20 March, 2017
NovoCure Receives Japanese Approval for the Second Generation Optune
NovoCure announced that the Japanese Ministry of Health, Labour and Welfare (MHLW) has approved the second generation of Optune device for the treatment of adult patients with supra-tentorial glioblastoma (GBM). Used following maximal safe surgical resection and radiation therapy, Optune applies alternating electrical fields called tumor treatment fields (TTFields) to the patient’s shaved head by means of electrically insulated surface transducer arrays, such that resistively coupled electric currents are not delivered to the patient. The TTFields disrupt the rapid cell division exhibited by cancer cells. The second generation features a TTFields generator that is less than half the weight and half the size of the first generation generator, weighing less than 1.3 kilograms (2.7 pounds).
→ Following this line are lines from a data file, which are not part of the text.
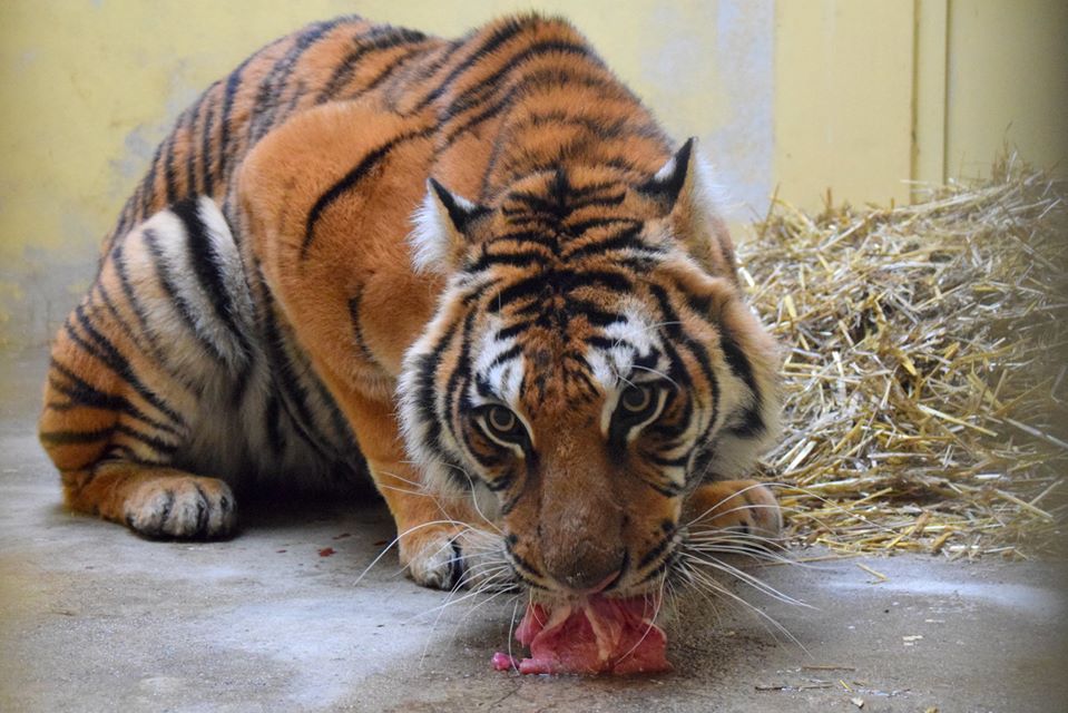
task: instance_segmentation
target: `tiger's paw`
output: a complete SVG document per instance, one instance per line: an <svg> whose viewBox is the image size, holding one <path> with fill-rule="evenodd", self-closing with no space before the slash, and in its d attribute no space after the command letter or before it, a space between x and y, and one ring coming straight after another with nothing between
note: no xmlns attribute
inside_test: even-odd
<svg viewBox="0 0 1068 713"><path fill-rule="evenodd" d="M755 480L725 480L698 488L686 505L694 531L738 533L754 545L774 540L783 530L783 514L772 491Z"/></svg>
<svg viewBox="0 0 1068 713"><path fill-rule="evenodd" d="M216 539L232 535L237 507L217 478L168 476L136 484L125 502L126 524L151 538Z"/></svg>
<svg viewBox="0 0 1068 713"><path fill-rule="evenodd" d="M400 541L401 565L415 584L444 590L515 587L499 536L474 528L427 529Z"/></svg>

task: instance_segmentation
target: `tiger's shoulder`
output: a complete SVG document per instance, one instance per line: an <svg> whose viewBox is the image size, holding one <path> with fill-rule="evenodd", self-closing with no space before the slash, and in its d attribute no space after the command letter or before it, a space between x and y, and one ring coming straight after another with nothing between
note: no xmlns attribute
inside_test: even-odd
<svg viewBox="0 0 1068 713"><path fill-rule="evenodd" d="M178 116L105 248L178 201L208 196L224 203L236 169L264 137L327 102L420 117L434 125L439 152L472 134L484 141L484 125L512 106L518 94L564 78L549 70L527 77L522 86L509 84L523 66L550 56L602 70L600 77L568 74L569 80L601 88L613 84L585 38L560 18L507 17L455 39L356 16L307 25L257 50Z"/></svg>

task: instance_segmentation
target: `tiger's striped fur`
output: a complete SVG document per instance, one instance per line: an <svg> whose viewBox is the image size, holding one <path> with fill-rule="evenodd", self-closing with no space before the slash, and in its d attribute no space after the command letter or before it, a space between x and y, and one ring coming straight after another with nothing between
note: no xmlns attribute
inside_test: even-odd
<svg viewBox="0 0 1068 713"><path fill-rule="evenodd" d="M370 471L418 582L481 547L556 593L650 586L724 498L715 527L777 530L721 480L774 438L777 356L706 172L561 20L266 46L179 117L59 332L67 501L217 537L232 487Z"/></svg>

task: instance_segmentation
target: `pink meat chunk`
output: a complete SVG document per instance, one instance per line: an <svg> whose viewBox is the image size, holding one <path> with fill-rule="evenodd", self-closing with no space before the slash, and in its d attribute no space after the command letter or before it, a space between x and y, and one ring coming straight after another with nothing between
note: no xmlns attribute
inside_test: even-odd
<svg viewBox="0 0 1068 713"><path fill-rule="evenodd" d="M653 605L643 597L609 599L595 595L584 604L552 608L531 604L516 629L530 647L517 660L498 652L497 671L617 675L670 671L667 637L653 623Z"/></svg>

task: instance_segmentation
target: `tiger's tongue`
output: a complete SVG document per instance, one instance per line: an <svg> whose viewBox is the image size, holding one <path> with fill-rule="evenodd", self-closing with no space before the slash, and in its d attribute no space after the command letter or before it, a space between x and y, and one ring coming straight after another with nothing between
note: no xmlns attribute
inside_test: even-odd
<svg viewBox="0 0 1068 713"><path fill-rule="evenodd" d="M600 595L584 604L552 608L531 604L516 629L530 657L498 653L498 671L520 673L653 673L669 671L667 637L653 623L654 606L645 597L609 599Z"/></svg>

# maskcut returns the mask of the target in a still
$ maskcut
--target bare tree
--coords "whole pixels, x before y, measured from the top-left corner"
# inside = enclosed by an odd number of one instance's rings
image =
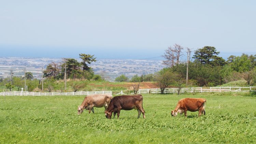
[[[253,79],[254,74],[252,71],[245,72],[242,74],[242,77],[246,81],[248,85],[251,85]]]
[[[162,70],[157,74],[157,86],[161,89],[161,94],[163,93],[165,90],[170,85],[171,81],[171,74],[169,71]]]
[[[165,53],[162,56],[166,60],[163,61],[163,64],[169,67],[173,67],[179,64],[181,57],[183,55],[182,50],[184,48],[180,45],[175,44],[173,46],[168,47],[165,50]]]
[[[72,85],[72,89],[73,91],[76,92],[86,86],[87,84],[85,83],[80,83],[77,82],[74,82]]]
[[[181,89],[186,86],[186,80],[181,75],[178,73],[173,73],[172,77],[174,85],[177,87],[178,95],[180,95]]]
[[[134,94],[137,94],[137,92],[139,90],[139,88],[140,87],[140,82],[138,83],[136,83],[135,82],[131,83],[132,87],[133,88],[133,91]]]

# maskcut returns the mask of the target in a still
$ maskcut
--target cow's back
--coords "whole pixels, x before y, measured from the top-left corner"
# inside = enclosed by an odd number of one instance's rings
[[[204,99],[186,98],[180,100],[178,102],[182,107],[193,112],[197,111],[206,101],[206,100]]]
[[[112,105],[114,108],[121,107],[122,110],[130,110],[134,108],[136,102],[142,100],[142,97],[140,95],[118,96],[111,99],[110,105]]]
[[[112,95],[108,94],[99,94],[87,96],[87,102],[93,104],[95,107],[103,106],[105,103],[108,104],[112,98]]]

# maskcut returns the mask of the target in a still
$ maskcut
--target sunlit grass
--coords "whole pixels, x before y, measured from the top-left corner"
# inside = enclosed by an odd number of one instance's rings
[[[137,111],[107,119],[104,108],[77,115],[84,96],[1,96],[0,143],[255,143],[256,97],[245,92],[144,95],[146,119]],[[171,117],[179,100],[206,99],[198,112]]]

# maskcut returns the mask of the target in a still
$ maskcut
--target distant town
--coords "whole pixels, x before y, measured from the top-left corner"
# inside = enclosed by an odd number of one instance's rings
[[[80,60],[79,59],[77,60]],[[10,76],[12,70],[14,76],[23,76],[25,68],[31,72],[34,78],[42,76],[42,68],[54,62],[61,62],[60,58],[0,57],[0,78]],[[100,74],[112,82],[116,77],[125,74],[129,78],[133,75],[154,73],[165,67],[161,60],[136,59],[97,59],[89,65],[96,74]]]

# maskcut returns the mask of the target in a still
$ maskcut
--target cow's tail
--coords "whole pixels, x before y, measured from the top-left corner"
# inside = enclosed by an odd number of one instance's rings
[[[142,97],[142,95],[141,94],[140,94],[140,96],[141,96],[141,107],[142,107],[142,109],[144,111],[144,112],[145,113],[146,112],[145,112],[145,110],[144,110],[144,108],[143,108],[143,97]]]
[[[203,114],[205,115],[205,107],[206,106],[206,100],[204,99],[204,102],[203,103]]]

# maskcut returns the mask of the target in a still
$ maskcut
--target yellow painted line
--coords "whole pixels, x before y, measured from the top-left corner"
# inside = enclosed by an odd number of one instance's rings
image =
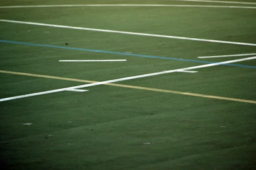
[[[21,73],[21,72],[18,72],[5,71],[3,71],[3,70],[0,70],[0,73],[7,73],[7,74],[17,74],[17,75],[24,75],[24,76],[33,76],[38,77],[47,78],[49,78],[49,79],[60,79],[60,80],[63,80],[72,81],[77,82],[87,82],[87,83],[93,83],[99,82],[96,82],[96,81],[95,81],[86,80],[83,80],[83,79],[71,79],[70,78],[61,77],[57,77],[57,76],[46,76],[46,75],[40,75],[40,74],[29,74],[29,73]],[[254,101],[254,100],[246,100],[246,99],[244,99],[232,98],[230,98],[230,97],[221,97],[221,96],[216,96],[207,95],[205,95],[205,94],[196,94],[196,93],[184,92],[182,92],[182,91],[171,91],[171,90],[169,90],[160,89],[158,89],[158,88],[146,88],[146,87],[144,87],[136,86],[134,86],[134,85],[121,85],[121,84],[116,84],[116,83],[108,83],[108,84],[104,84],[104,85],[111,85],[111,86],[113,86],[121,87],[123,87],[123,88],[134,88],[134,89],[136,89],[144,90],[147,90],[147,91],[158,91],[158,92],[160,92],[168,93],[172,93],[172,94],[182,94],[182,95],[188,95],[188,96],[198,96],[198,97],[206,97],[206,98],[208,98],[219,99],[221,99],[221,100],[226,100],[233,101],[235,101],[235,102],[245,102],[245,103],[256,104],[256,101]]]

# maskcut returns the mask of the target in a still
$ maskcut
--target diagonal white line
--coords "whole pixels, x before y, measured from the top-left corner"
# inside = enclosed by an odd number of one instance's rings
[[[173,39],[182,39],[182,40],[194,40],[194,41],[204,41],[204,42],[212,42],[223,43],[226,43],[226,44],[236,44],[236,45],[239,45],[256,46],[256,44],[251,44],[251,43],[249,43],[233,42],[231,42],[231,41],[219,41],[219,40],[218,40],[202,39],[200,39],[200,38],[188,38],[188,37],[176,37],[176,36],[169,36],[169,35],[153,34],[144,34],[144,33],[140,33],[133,32],[126,32],[126,31],[119,31],[109,30],[106,30],[106,29],[95,29],[95,28],[89,28],[77,27],[73,27],[73,26],[61,26],[61,25],[58,25],[47,24],[44,24],[44,23],[41,23],[14,21],[14,20],[0,20],[0,21],[5,22],[8,22],[8,23],[20,23],[20,24],[34,25],[37,25],[37,26],[50,26],[50,27],[53,27],[63,28],[70,28],[70,29],[79,29],[79,30],[87,30],[87,31],[95,31],[111,32],[111,33],[119,33],[119,34],[127,34],[143,35],[143,36],[144,36],[155,37],[162,37],[162,38],[173,38]]]
[[[226,57],[227,57],[252,56],[253,55],[256,55],[256,53],[244,54],[235,54],[235,55],[223,55],[223,56],[198,57],[198,58],[207,58]]]
[[[234,1],[222,1],[220,0],[172,0],[176,1],[191,1],[191,2],[202,2],[204,3],[239,3],[240,4],[251,4],[256,5],[255,3],[247,3],[244,2],[234,2]]]
[[[227,61],[224,61],[223,62],[216,62],[215,63],[208,64],[206,64],[206,65],[198,65],[197,66],[190,67],[188,67],[188,68],[184,68],[172,70],[169,70],[169,71],[161,71],[161,72],[157,72],[157,73],[150,73],[149,74],[143,74],[143,75],[138,75],[138,76],[130,76],[130,77],[122,78],[121,79],[113,79],[113,80],[108,80],[108,81],[105,81],[104,82],[95,82],[95,83],[93,83],[86,84],[86,85],[78,85],[78,86],[76,86],[70,87],[69,88],[60,88],[59,89],[53,90],[44,91],[44,92],[39,92],[39,93],[33,93],[33,94],[26,94],[24,95],[18,96],[14,96],[14,97],[8,97],[8,98],[6,98],[0,99],[0,102],[3,102],[3,101],[7,101],[7,100],[13,100],[14,99],[20,99],[20,98],[30,97],[30,96],[38,96],[38,95],[42,95],[42,94],[49,94],[50,93],[58,92],[59,92],[59,91],[67,91],[67,90],[73,90],[73,89],[77,89],[77,88],[84,88],[87,87],[94,86],[96,85],[103,85],[103,84],[105,84],[110,83],[117,82],[120,82],[122,81],[132,79],[138,79],[138,78],[142,78],[142,77],[148,77],[148,76],[155,76],[157,75],[166,74],[167,73],[173,73],[173,72],[175,72],[180,71],[181,70],[183,70],[183,71],[187,71],[187,70],[192,70],[192,69],[194,69],[203,68],[208,67],[211,67],[211,66],[213,66],[215,65],[220,65],[224,64],[231,63],[233,63],[233,62],[238,62],[239,61],[248,60],[253,60],[253,59],[256,59],[256,56],[252,57],[250,57],[245,58],[244,58],[244,59],[235,60],[233,60]]]

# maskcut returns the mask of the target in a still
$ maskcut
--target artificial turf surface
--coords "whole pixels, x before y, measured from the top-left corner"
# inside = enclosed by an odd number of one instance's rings
[[[246,2],[255,2],[252,0]],[[256,5],[170,0],[4,0],[0,6]],[[0,19],[256,43],[256,9],[0,8]],[[0,40],[221,62],[256,47],[0,22]],[[66,45],[67,43],[67,45]],[[0,70],[102,81],[207,64],[0,42]],[[113,62],[60,60],[126,59]],[[256,66],[255,60],[235,63]],[[0,102],[6,169],[233,170],[256,166],[256,68],[218,65]],[[1,99],[89,83],[0,73]],[[139,86],[136,88],[135,86]],[[141,87],[158,89],[147,90]],[[24,125],[30,123],[31,125]]]

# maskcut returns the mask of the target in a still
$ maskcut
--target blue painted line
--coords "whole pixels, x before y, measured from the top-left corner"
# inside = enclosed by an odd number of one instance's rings
[[[102,51],[102,50],[91,50],[91,49],[89,49],[80,48],[76,48],[68,47],[63,47],[63,46],[61,46],[35,44],[35,43],[33,43],[19,42],[17,42],[17,41],[8,41],[8,40],[0,40],[0,42],[12,43],[13,43],[13,44],[22,44],[22,45],[29,45],[38,46],[40,46],[40,47],[52,47],[52,48],[63,48],[63,49],[69,49],[69,50],[74,50],[83,51],[86,51],[95,52],[97,52],[97,53],[113,54],[119,54],[119,55],[125,55],[126,56],[136,56],[136,57],[147,57],[147,58],[157,58],[157,59],[165,59],[165,60],[172,60],[188,61],[188,62],[201,62],[201,63],[207,63],[207,64],[212,64],[212,63],[216,63],[215,62],[209,62],[209,61],[198,60],[195,60],[182,59],[179,59],[179,58],[177,58],[166,57],[164,57],[153,56],[150,56],[150,55],[141,55],[141,54],[136,54],[125,53],[120,53],[120,52],[119,52],[108,51]],[[231,65],[231,66],[236,66],[236,67],[246,67],[246,68],[256,68],[256,66],[250,66],[250,65],[239,65],[239,64],[222,64],[221,65]]]

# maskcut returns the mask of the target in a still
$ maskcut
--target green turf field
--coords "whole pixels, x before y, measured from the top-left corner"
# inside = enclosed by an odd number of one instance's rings
[[[2,166],[255,169],[256,1],[0,1]],[[10,8],[88,4],[181,6]],[[127,61],[59,62],[102,60]]]

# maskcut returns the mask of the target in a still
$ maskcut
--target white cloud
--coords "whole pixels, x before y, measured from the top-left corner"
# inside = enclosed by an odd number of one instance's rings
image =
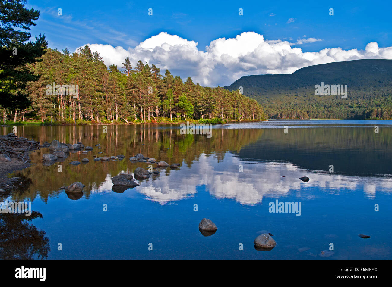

After MLHW approved the first generation Optune for the treatment of recurrent GBM, Novocure established commercial operations in Japan in March 2015. In December 2016, the MLHW approved Optune for the treatment of newly diagnosed GBM. In the United States, Optune was originally approved by the U.S. Food and Drug Administration (FDA) via Premarket Approval (PMA) in April 2011, received PMA Supplemental approval in October 2015 expanding the indication to treat patients with newly-diagnosed GBM, and received PMA supplement approval for the second generation system in July 2016. Optune also received investigational device exemption (IDE) supplement approvals in December 2014 allowing all control patients in the EF-14 Phase III trial in newly diagnosed GBM to receive TTFields and another IDE supplement approval in April 2016 for a study evaluating the safety and efficacy of TTFields in combination with bevacizumab.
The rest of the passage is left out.